I've also thought of child capsules but again they don't approximate the shape well enough for the application. It's one of those rare situations where I really need the collider to be very accurate.
Hmmm, tough call, I would think that splitting it up where it logically makes sense might improve performance by allowing for culling to take place. So if one collider is off frame, while another is on frame, there's less to process, potentially. As long as your splitting doesn't add geometry I'd say splitting is better. But this may be worth profiling to be sure, if performance is key and this is a huge part of your performance.
I'd be curious to know the result of such a test, so please post again with results if you end up testing this out!
Considering that it is a procedurally generated mesh, I suggest you to use the mesh collider.
Now, about 1 big vs many small, you should use one big. Use many small if you need to do something particular with each segment (exploding for example, but I don't feel you're planning to do that).
About performance, I think the less gameObjects/component you have, the less Unity resources/performance you're using.
I see you're new in the Unity community. Welcome. When someone answer your questions, you should vote and check the good answer.
Thanks for the answer. You are right that I don't plan on doing anything with the individual segments. I also think that more objects is more of a problem than one more complex object, but I don't know which is why I asked the question. It seems like I've getting conflicting answers from people; which is fine. $$anonymous$$ostly I wanted to know if it was clearly one option or the other and so I didn't do something inherently wrong.
I am going to go ahead and write two versions of the same program: one that uses one large mesh as you say and one that breaks the mesh into smaller segments. The total triangles should be the same. I won't have time just now to write the different versions but I'll post my results when the experiment is done.
Thanks for the comments. I plan on writing the two options into code and then testing it out. I'll post the results here.

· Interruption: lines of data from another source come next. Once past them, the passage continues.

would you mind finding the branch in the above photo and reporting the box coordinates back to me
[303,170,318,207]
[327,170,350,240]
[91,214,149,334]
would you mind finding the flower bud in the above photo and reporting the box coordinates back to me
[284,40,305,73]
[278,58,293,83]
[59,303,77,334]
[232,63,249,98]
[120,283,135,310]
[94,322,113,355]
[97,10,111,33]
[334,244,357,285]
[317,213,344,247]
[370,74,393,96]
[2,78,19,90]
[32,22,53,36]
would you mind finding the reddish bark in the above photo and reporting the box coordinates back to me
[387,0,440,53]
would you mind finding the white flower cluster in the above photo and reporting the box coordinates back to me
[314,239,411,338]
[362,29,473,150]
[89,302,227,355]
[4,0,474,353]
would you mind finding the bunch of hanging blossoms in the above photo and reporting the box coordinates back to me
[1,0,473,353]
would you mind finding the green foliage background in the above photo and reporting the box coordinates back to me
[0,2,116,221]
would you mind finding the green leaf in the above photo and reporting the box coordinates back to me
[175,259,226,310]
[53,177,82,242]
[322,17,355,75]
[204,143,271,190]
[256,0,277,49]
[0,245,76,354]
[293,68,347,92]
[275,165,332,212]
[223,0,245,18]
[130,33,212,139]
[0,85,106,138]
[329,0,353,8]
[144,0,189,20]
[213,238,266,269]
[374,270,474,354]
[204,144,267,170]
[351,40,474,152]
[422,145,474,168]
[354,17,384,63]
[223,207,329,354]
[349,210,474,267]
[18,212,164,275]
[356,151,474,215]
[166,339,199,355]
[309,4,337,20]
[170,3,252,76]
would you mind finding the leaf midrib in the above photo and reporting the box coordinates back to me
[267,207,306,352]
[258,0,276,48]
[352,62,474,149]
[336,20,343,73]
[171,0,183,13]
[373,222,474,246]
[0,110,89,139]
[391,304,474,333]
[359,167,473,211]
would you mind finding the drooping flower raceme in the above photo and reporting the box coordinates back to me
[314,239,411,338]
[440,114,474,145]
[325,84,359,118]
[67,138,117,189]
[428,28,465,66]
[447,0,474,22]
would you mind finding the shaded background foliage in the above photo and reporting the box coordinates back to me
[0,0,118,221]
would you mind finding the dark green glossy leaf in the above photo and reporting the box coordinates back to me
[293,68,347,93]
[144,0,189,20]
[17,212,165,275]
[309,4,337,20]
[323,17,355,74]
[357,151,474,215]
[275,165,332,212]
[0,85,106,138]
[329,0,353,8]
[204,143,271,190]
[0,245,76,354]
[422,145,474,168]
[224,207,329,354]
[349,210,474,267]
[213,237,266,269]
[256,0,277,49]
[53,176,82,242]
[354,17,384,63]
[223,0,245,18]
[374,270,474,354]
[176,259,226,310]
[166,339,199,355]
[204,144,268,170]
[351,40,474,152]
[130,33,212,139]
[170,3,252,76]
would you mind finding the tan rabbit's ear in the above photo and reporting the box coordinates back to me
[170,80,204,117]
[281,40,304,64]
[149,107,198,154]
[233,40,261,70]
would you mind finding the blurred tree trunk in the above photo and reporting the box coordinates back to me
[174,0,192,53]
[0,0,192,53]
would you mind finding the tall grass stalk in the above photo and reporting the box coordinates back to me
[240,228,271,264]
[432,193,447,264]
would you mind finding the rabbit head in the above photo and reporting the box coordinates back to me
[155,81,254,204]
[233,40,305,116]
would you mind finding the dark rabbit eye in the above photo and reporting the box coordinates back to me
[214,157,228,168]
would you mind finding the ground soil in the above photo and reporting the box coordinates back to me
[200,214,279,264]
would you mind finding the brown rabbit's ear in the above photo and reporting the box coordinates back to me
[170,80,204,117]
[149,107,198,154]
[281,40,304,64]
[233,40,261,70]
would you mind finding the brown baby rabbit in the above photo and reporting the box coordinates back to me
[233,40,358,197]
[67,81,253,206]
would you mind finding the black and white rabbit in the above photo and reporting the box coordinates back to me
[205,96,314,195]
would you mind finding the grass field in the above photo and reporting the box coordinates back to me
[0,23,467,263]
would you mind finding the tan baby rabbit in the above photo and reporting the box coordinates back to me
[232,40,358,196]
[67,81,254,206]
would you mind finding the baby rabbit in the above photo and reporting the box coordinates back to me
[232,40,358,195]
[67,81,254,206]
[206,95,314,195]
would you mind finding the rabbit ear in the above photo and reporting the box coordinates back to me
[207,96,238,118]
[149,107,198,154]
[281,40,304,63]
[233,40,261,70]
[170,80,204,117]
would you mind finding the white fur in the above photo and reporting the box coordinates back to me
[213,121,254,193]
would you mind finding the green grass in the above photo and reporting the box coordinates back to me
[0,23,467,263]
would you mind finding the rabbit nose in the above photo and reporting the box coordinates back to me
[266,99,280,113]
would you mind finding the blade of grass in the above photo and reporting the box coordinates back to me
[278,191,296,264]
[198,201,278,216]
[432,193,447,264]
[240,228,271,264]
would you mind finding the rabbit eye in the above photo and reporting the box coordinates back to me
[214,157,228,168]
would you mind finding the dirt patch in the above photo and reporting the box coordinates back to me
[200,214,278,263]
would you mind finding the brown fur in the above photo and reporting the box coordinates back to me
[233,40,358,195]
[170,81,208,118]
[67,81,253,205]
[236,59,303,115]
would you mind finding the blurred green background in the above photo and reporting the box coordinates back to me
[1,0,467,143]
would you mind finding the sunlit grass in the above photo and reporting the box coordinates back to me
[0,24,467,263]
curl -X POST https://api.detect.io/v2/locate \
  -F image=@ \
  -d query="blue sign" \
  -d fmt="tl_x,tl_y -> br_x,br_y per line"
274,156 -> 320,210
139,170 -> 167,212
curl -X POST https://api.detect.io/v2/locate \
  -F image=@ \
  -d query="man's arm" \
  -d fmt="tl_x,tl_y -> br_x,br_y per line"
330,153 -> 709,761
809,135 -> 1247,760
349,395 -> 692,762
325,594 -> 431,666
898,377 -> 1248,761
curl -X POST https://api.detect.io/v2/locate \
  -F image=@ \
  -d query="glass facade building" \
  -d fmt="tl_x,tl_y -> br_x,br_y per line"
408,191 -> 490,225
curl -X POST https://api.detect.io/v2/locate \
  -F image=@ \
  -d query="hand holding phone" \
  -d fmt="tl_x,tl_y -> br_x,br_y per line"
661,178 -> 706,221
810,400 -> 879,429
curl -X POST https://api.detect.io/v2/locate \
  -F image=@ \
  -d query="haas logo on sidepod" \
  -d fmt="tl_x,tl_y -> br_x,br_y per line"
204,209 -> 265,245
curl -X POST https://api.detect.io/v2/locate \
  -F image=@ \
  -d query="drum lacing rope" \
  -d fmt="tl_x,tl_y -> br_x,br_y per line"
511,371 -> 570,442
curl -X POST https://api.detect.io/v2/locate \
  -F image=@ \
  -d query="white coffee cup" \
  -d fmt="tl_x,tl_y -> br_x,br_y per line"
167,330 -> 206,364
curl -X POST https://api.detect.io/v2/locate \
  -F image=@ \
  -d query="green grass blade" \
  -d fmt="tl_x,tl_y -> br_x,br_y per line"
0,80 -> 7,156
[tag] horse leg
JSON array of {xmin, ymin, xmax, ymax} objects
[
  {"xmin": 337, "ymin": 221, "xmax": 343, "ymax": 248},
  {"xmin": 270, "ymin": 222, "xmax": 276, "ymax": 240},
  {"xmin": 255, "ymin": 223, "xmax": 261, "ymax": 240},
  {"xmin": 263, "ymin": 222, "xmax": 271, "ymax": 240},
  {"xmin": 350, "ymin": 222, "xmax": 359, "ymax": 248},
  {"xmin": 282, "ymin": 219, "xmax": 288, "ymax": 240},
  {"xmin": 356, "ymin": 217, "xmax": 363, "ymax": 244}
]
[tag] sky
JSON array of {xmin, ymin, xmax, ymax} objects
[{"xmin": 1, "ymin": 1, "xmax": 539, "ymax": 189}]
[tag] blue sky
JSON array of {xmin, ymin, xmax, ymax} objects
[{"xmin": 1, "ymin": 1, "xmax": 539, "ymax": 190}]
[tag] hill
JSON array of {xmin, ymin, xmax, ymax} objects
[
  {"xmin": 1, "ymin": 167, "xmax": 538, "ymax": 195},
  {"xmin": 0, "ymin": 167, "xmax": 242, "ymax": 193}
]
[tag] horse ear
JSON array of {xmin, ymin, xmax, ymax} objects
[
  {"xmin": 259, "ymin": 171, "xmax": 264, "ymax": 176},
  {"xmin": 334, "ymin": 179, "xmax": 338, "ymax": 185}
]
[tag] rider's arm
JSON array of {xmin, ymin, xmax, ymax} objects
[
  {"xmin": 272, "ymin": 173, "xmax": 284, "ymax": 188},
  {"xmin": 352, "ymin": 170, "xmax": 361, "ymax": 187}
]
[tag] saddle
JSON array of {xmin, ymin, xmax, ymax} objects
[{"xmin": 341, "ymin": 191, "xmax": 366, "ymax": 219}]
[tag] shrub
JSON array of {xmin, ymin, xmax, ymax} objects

Answer by camander321 · May 10, 2015 at 03:43 PM
I'm sure you've solved this, and I'm not sure how this would scale to your project, but if performance is a concern, this is what I would do.
Create an invisible mesh that copies just the vertices closest to whatever object will be colliding with the tube. I can't imagine this would be too hard, provided that the distance between rings is known and each ring has the same number of vertices. This will give you accurate collisions, but only worry about relevant vertices
Answer by Sisso · Dec 02, 2013 at 07:02 PM
Personally I think that you must split in objects of avarage size. I don't know how unity3d engine works. But exists many types of otimizations used by physic engines to exclude a object from collision test that didn't apply for large or concave objects.
For example, you can have a AABB (http://en.wikipedia.org/wiki/Bounding_volume) for each game object and put into a octree (http://en.wikipedia.org/wiki/Octree), only objects in the same octree node that collide your AABB you must check for mesh colision. For a large mesh, the AABB will always have contact and you must always check for mesh collision.
But in the end, it is better make what is easy for you and test for perfomance.
To me it is also more logically to split mesh into more smaller pieces because of bounding box optimisation.